Oilseed rape growers are being urged to focus on crop nutrition as the warmer weather forecast for next week may allow them into their crops, with the earliest ones starting to flower.
Although some crops are three weeks behind last year in maturity, some experts are hopeful of good yields if the expected better weather continues through the critical flowering period.
Will Vaughan-France, technical specialist with rapeseed breeder Monsanto, said one of the group’s earliest trials on a fertile clay loam site near Taunton in Somerset was in yellow bud with the first flower now emerging, some three weeks behind last year.
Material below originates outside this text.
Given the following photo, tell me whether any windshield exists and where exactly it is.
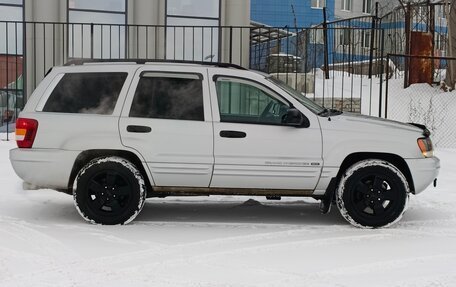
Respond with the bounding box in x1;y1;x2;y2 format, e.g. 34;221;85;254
266;76;326;115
Next week’s forecast for better weather after a prolonged cold and wet spring should allow growers to catch up on spring fieldwork jobs, which have been delayed by waterlogged soils, and try to give some nutritional help to stressed plants, he added.
“Getting crop nutrition right should be a priority for oilseed rape growers, because there is relatively little you can do once the crop is in full flower,“ he told Farmers Weekly.
Applying nitrogen and sulphur fertilisers should be key, and also micro-nutrients such as magnesium and boron where needed, added Mr Vaughan-France.
He said crops generally looked good despite the poor weather, but much depended on weather over the next few weeks as a short intense flowering period in good fine weather often leads to good yields.
“Generally, there is still a good yield potential for many crops, but much depends on the weather through flowering,” he said
Two of the key factors leading to higher yields in oilseed rape are dry weather in the early winter so the crop can put down deep roots, and bright warm weather at flowering.
The Somerset trial site has already had its full 160kg/ha of nitrogen fertiliser in three splits, while seeing twice the March rainfall of last year. The crop on the same farm started flowering on 20 March in 2017.